8. Factory Methods for Collections (JEP 269)

Java 9 made important changes in the process of creating an ad-hoc collection with the help of the static factory method. This will work on the Collection interface to create an unmodifiable collection instance. Java 8 and its predecessors had been quite verbose even in creating a simple list, as follows:

List<String> list1 = new ArrayList<>();
list1 = Collections.unmodifiableList(list1);


List<String> list2 = Collections.unmodifiableList(new ArrayList<>
   (Arrays.asList("Quatre", "Cinq", "Six")));


List<String> list3 =
   Collections.unmodifiableList(new ArrayList<String>() {

With Java 9, we’ll be able to achieve the same with the help simple factory method, as follows:

List<String> list4=List.of("Onze", "Douze", "treize");

9. Desktop Features (JEP 272)

Java 9 introduces an API to support the manipulation of platform-specific desktop features.

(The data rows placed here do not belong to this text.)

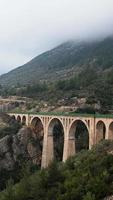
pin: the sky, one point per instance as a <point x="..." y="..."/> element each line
<point x="31" y="27"/>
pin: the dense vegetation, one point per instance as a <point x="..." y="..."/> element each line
<point x="87" y="83"/>
<point x="70" y="70"/>
<point x="86" y="176"/>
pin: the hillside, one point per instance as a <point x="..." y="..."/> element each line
<point x="63" y="62"/>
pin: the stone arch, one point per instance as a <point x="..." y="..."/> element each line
<point x="13" y="117"/>
<point x="24" y="120"/>
<point x="110" y="131"/>
<point x="38" y="135"/>
<point x="78" y="137"/>
<point x="55" y="140"/>
<point x="19" y="119"/>
<point x="100" y="131"/>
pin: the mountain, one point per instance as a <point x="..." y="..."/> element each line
<point x="63" y="62"/>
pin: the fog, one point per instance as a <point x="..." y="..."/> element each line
<point x="30" y="27"/>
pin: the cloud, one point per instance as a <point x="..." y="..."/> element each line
<point x="29" y="27"/>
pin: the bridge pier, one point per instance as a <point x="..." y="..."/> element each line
<point x="99" y="127"/>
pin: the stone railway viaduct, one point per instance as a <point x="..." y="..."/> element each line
<point x="98" y="127"/>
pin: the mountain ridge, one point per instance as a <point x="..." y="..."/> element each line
<point x="61" y="62"/>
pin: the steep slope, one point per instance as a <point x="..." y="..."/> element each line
<point x="62" y="62"/>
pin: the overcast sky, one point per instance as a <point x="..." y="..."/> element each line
<point x="30" y="27"/>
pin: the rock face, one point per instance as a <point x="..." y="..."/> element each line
<point x="21" y="146"/>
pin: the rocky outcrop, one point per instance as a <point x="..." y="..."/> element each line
<point x="23" y="145"/>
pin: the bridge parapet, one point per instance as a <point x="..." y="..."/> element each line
<point x="98" y="126"/>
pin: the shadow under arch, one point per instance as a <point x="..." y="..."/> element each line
<point x="110" y="131"/>
<point x="55" y="140"/>
<point x="13" y="117"/>
<point x="38" y="134"/>
<point x="19" y="119"/>
<point x="24" y="120"/>
<point x="78" y="137"/>
<point x="100" y="131"/>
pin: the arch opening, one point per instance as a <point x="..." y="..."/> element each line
<point x="100" y="131"/>
<point x="19" y="119"/>
<point x="78" y="137"/>
<point x="38" y="134"/>
<point x="110" y="131"/>
<point x="13" y="117"/>
<point x="56" y="139"/>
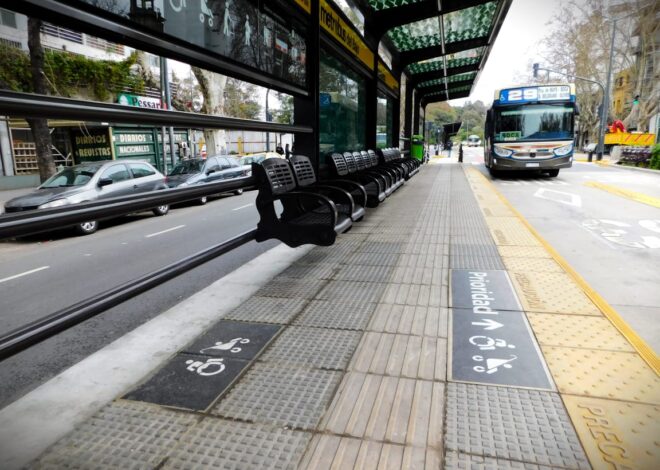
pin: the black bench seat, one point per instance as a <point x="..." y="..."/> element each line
<point x="306" y="217"/>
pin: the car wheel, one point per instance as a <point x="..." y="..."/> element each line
<point x="87" y="228"/>
<point x="161" y="210"/>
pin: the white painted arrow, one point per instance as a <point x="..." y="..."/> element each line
<point x="488" y="324"/>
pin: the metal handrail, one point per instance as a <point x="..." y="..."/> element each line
<point x="30" y="222"/>
<point x="44" y="328"/>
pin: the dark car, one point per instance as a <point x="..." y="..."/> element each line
<point x="90" y="182"/>
<point x="209" y="170"/>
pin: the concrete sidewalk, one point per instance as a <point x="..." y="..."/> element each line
<point x="440" y="332"/>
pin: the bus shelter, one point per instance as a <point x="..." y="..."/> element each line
<point x="360" y="72"/>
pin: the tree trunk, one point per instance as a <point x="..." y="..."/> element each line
<point x="212" y="86"/>
<point x="39" y="126"/>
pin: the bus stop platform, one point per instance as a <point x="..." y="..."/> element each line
<point x="440" y="332"/>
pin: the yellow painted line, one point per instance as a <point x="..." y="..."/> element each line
<point x="632" y="195"/>
<point x="643" y="349"/>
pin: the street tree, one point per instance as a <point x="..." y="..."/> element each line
<point x="39" y="126"/>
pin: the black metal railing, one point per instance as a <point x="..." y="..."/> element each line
<point x="39" y="330"/>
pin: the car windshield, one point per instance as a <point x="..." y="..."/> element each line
<point x="534" y="122"/>
<point x="187" y="167"/>
<point x="73" y="176"/>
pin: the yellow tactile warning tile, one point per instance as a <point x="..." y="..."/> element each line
<point x="327" y="452"/>
<point x="392" y="409"/>
<point x="616" y="435"/>
<point x="622" y="192"/>
<point x="551" y="293"/>
<point x="510" y="231"/>
<point x="536" y="265"/>
<point x="603" y="374"/>
<point x="492" y="210"/>
<point x="523" y="252"/>
<point x="577" y="331"/>
<point x="410" y="320"/>
<point x="418" y="357"/>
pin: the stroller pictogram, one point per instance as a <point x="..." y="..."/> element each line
<point x="228" y="346"/>
<point x="486" y="343"/>
<point x="215" y="366"/>
<point x="493" y="365"/>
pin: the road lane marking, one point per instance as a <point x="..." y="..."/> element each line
<point x="16" y="276"/>
<point x="243" y="207"/>
<point x="643" y="349"/>
<point x="632" y="195"/>
<point x="164" y="231"/>
<point x="559" y="196"/>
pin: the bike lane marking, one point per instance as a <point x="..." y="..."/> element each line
<point x="26" y="273"/>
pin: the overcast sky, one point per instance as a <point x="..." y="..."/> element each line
<point x="516" y="44"/>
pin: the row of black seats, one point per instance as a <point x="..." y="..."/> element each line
<point x="316" y="212"/>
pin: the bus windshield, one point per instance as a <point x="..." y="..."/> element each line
<point x="533" y="122"/>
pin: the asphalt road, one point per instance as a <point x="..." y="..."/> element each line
<point x="45" y="273"/>
<point x="613" y="242"/>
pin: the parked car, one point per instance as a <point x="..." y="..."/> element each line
<point x="209" y="170"/>
<point x="247" y="161"/>
<point x="90" y="182"/>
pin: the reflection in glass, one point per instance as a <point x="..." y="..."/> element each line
<point x="342" y="108"/>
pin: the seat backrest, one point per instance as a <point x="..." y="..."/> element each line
<point x="373" y="157"/>
<point x="366" y="159"/>
<point x="361" y="164"/>
<point x="350" y="162"/>
<point x="303" y="171"/>
<point x="275" y="175"/>
<point x="339" y="164"/>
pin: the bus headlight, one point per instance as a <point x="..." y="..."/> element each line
<point x="563" y="150"/>
<point x="502" y="152"/>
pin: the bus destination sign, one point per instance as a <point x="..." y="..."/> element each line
<point x="540" y="93"/>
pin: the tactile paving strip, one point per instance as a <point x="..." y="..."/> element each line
<point x="512" y="423"/>
<point x="381" y="247"/>
<point x="577" y="331"/>
<point x="523" y="252"/>
<point x="220" y="444"/>
<point x="535" y="265"/>
<point x="475" y="262"/>
<point x="511" y="231"/>
<point x="461" y="461"/>
<point x="281" y="395"/>
<point x="352" y="291"/>
<point x="398" y="410"/>
<point x="291" y="288"/>
<point x="427" y="276"/>
<point x="418" y="357"/>
<point x="414" y="294"/>
<point x="606" y="374"/>
<point x="314" y="347"/>
<point x="310" y="271"/>
<point x="410" y="320"/>
<point x="363" y="273"/>
<point x="617" y="434"/>
<point x="337" y="314"/>
<point x="335" y="453"/>
<point x="552" y="292"/>
<point x="267" y="310"/>
<point x="374" y="259"/>
<point x="124" y="434"/>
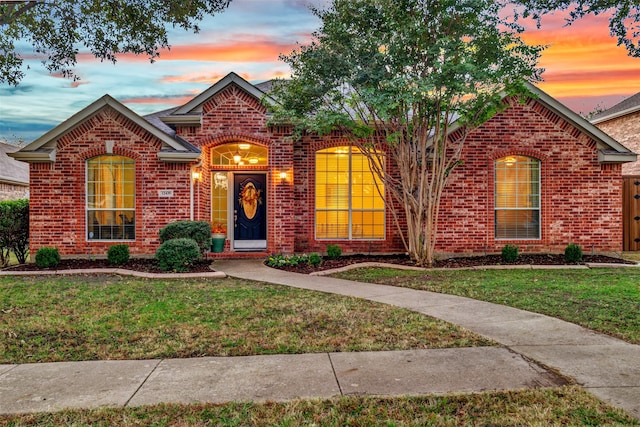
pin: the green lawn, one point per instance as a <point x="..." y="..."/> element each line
<point x="606" y="300"/>
<point x="99" y="317"/>
<point x="113" y="317"/>
<point x="565" y="406"/>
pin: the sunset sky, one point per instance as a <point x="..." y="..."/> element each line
<point x="584" y="67"/>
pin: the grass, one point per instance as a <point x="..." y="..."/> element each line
<point x="606" y="300"/>
<point x="541" y="407"/>
<point x="99" y="317"/>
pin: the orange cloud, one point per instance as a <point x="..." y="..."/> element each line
<point x="241" y="51"/>
<point x="582" y="60"/>
<point x="174" y="100"/>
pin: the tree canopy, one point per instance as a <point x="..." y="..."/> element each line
<point x="397" y="77"/>
<point x="58" y="29"/>
<point x="624" y="20"/>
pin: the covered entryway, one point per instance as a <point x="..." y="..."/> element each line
<point x="631" y="213"/>
<point x="249" y="211"/>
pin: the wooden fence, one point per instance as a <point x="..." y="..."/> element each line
<point x="631" y="213"/>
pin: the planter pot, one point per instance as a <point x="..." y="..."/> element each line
<point x="217" y="242"/>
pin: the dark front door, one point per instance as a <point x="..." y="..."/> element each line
<point x="250" y="211"/>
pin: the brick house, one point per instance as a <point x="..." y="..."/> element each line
<point x="14" y="175"/>
<point x="622" y="121"/>
<point x="536" y="175"/>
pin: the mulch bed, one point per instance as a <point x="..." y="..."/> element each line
<point x="151" y="265"/>
<point x="458" y="262"/>
<point x="146" y="265"/>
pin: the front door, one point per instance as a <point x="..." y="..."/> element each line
<point x="250" y="211"/>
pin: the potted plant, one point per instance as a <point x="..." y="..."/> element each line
<point x="218" y="236"/>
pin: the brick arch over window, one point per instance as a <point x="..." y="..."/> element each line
<point x="349" y="196"/>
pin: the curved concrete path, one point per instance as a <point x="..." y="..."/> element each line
<point x="607" y="367"/>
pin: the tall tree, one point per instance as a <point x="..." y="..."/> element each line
<point x="624" y="20"/>
<point x="397" y="77"/>
<point x="57" y="29"/>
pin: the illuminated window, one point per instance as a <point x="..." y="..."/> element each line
<point x="349" y="196"/>
<point x="239" y="154"/>
<point x="111" y="198"/>
<point x="517" y="198"/>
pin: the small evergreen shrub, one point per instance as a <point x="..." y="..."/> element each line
<point x="200" y="231"/>
<point x="177" y="254"/>
<point x="333" y="251"/>
<point x="118" y="254"/>
<point x="510" y="253"/>
<point x="573" y="253"/>
<point x="315" y="259"/>
<point x="280" y="260"/>
<point x="47" y="257"/>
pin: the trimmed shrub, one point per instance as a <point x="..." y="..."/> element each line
<point x="47" y="257"/>
<point x="573" y="253"/>
<point x="315" y="259"/>
<point x="177" y="254"/>
<point x="14" y="230"/>
<point x="118" y="254"/>
<point x="200" y="231"/>
<point x="510" y="253"/>
<point x="333" y="251"/>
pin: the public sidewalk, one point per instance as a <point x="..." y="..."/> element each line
<point x="607" y="367"/>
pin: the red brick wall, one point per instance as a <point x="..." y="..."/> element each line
<point x="233" y="116"/>
<point x="581" y="198"/>
<point x="58" y="201"/>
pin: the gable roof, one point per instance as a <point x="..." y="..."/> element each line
<point x="190" y="112"/>
<point x="609" y="150"/>
<point x="627" y="106"/>
<point x="44" y="148"/>
<point x="12" y="171"/>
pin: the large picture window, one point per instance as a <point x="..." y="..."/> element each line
<point x="111" y="198"/>
<point x="348" y="195"/>
<point x="517" y="198"/>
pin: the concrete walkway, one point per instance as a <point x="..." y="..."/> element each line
<point x="607" y="367"/>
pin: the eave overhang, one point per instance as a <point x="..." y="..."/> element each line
<point x="35" y="156"/>
<point x="609" y="150"/>
<point x="178" y="156"/>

Targeted platforms are Windows, Linux, and Mac OS X. The public APIs will enable programmers to interact with the taskbar or dock, or listening for systems or application events.

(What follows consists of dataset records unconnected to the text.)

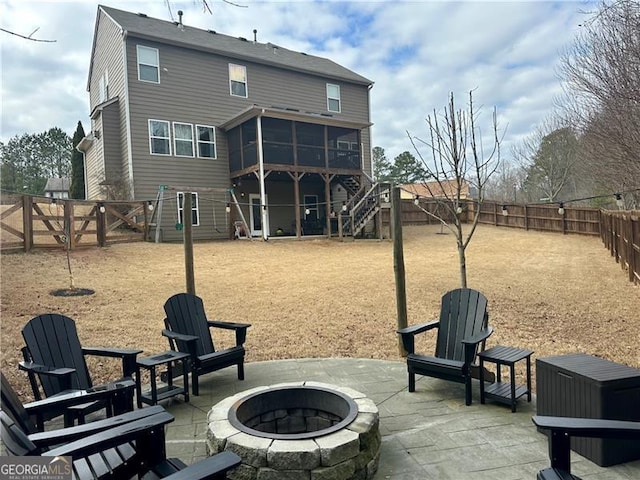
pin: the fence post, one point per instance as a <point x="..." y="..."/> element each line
<point x="101" y="224"/>
<point x="69" y="224"/>
<point x="27" y="222"/>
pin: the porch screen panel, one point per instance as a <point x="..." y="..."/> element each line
<point x="344" y="148"/>
<point x="249" y="139"/>
<point x="310" y="138"/>
<point x="277" y="139"/>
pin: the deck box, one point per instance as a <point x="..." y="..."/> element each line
<point x="585" y="386"/>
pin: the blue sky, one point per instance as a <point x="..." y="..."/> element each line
<point x="416" y="53"/>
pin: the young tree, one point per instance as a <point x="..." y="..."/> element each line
<point x="77" y="165"/>
<point x="455" y="160"/>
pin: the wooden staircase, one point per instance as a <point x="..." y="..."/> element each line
<point x="362" y="208"/>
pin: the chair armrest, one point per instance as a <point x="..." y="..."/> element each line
<point x="44" y="370"/>
<point x="481" y="336"/>
<point x="136" y="430"/>
<point x="128" y="357"/>
<point x="211" y="468"/>
<point x="240" y="328"/>
<point x="408" y="333"/>
<point x="589" y="427"/>
<point x="51" y="438"/>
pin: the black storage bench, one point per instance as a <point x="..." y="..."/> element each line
<point x="585" y="386"/>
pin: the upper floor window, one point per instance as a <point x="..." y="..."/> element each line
<point x="148" y="64"/>
<point x="333" y="98"/>
<point x="103" y="88"/>
<point x="195" y="212"/>
<point x="206" y="141"/>
<point x="238" y="80"/>
<point x="159" y="141"/>
<point x="183" y="139"/>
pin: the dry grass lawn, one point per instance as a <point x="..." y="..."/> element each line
<point x="550" y="293"/>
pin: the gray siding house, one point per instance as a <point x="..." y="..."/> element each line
<point x="257" y="132"/>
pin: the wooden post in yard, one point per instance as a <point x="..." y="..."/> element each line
<point x="27" y="222"/>
<point x="188" y="242"/>
<point x="398" y="263"/>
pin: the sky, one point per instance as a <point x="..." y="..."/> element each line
<point x="417" y="53"/>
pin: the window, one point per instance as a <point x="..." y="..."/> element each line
<point x="159" y="141"/>
<point x="103" y="88"/>
<point x="148" y="64"/>
<point x="238" y="80"/>
<point x="183" y="139"/>
<point x="333" y="98"/>
<point x="206" y="141"/>
<point x="195" y="214"/>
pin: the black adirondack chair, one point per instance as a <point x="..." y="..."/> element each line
<point x="31" y="416"/>
<point x="55" y="362"/>
<point x="563" y="428"/>
<point x="187" y="330"/>
<point x="132" y="444"/>
<point x="462" y="329"/>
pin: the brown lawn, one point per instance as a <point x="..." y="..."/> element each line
<point x="547" y="292"/>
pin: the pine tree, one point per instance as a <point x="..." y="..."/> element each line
<point x="77" y="166"/>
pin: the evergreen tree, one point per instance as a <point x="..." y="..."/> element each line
<point x="76" y="189"/>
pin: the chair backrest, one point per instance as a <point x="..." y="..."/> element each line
<point x="463" y="314"/>
<point x="52" y="340"/>
<point x="15" y="439"/>
<point x="186" y="315"/>
<point x="11" y="405"/>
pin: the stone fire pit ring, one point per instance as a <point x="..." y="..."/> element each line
<point x="349" y="449"/>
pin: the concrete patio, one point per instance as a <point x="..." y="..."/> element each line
<point x="428" y="434"/>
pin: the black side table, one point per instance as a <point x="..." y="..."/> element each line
<point x="155" y="394"/>
<point x="505" y="392"/>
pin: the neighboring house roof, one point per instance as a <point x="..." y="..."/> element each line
<point x="57" y="185"/>
<point x="142" y="26"/>
<point x="445" y="188"/>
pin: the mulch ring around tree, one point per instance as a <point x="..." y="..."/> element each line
<point x="72" y="292"/>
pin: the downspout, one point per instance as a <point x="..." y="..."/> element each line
<point x="263" y="193"/>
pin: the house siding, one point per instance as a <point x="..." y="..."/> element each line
<point x="194" y="89"/>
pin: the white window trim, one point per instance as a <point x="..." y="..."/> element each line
<point x="151" y="137"/>
<point x="198" y="141"/>
<point x="157" y="65"/>
<point x="194" y="206"/>
<point x="176" y="140"/>
<point x="246" y="81"/>
<point x="334" y="98"/>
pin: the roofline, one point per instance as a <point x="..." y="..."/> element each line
<point x="225" y="53"/>
<point x="290" y="114"/>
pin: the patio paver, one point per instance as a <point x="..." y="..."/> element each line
<point x="428" y="434"/>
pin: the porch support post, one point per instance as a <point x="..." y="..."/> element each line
<point x="327" y="202"/>
<point x="261" y="177"/>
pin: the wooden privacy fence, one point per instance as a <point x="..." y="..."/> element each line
<point x="621" y="235"/>
<point x="29" y="222"/>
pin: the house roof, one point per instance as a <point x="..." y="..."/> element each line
<point x="57" y="185"/>
<point x="444" y="188"/>
<point x="144" y="27"/>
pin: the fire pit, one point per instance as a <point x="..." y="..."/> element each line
<point x="298" y="431"/>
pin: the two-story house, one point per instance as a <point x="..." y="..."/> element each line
<point x="176" y="109"/>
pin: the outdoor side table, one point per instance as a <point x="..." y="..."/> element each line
<point x="169" y="390"/>
<point x="505" y="392"/>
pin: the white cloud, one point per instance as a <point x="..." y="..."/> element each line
<point x="415" y="52"/>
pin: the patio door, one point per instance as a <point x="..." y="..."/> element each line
<point x="255" y="214"/>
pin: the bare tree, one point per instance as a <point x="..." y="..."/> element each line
<point x="455" y="164"/>
<point x="601" y="74"/>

10. Enhancement on Serialization Process (JEP 290)

There has been criticism on the object serialization mechanism conventionally implemented by the core JVM framework. Data transmission is a serialization task and may be compromised, which in turn may make the JVM itself vulnerable. Java 9 seems to take on the issue and provides a sort of filtering mechanism on incoming streams to improve the security and robustness of the existing system of the serialization and deserialization processes.


Apart from these ten, there are many other tweaks and enhancements to be served once the feature complete Java 9 is released. Other improvements areas are in the arena of low-level APIs, networking, XML, Nashorn parsing APIs, existing API extensions, jshell, and so on. Many old APIs have been removed from the core library. Moreover, the JDK 9 file structure also has been revamped. Java 8 and its prior version users will find something new right from the installation directory. However, nothing appeases us until we see the final release. Until then, we wait for the final countdown.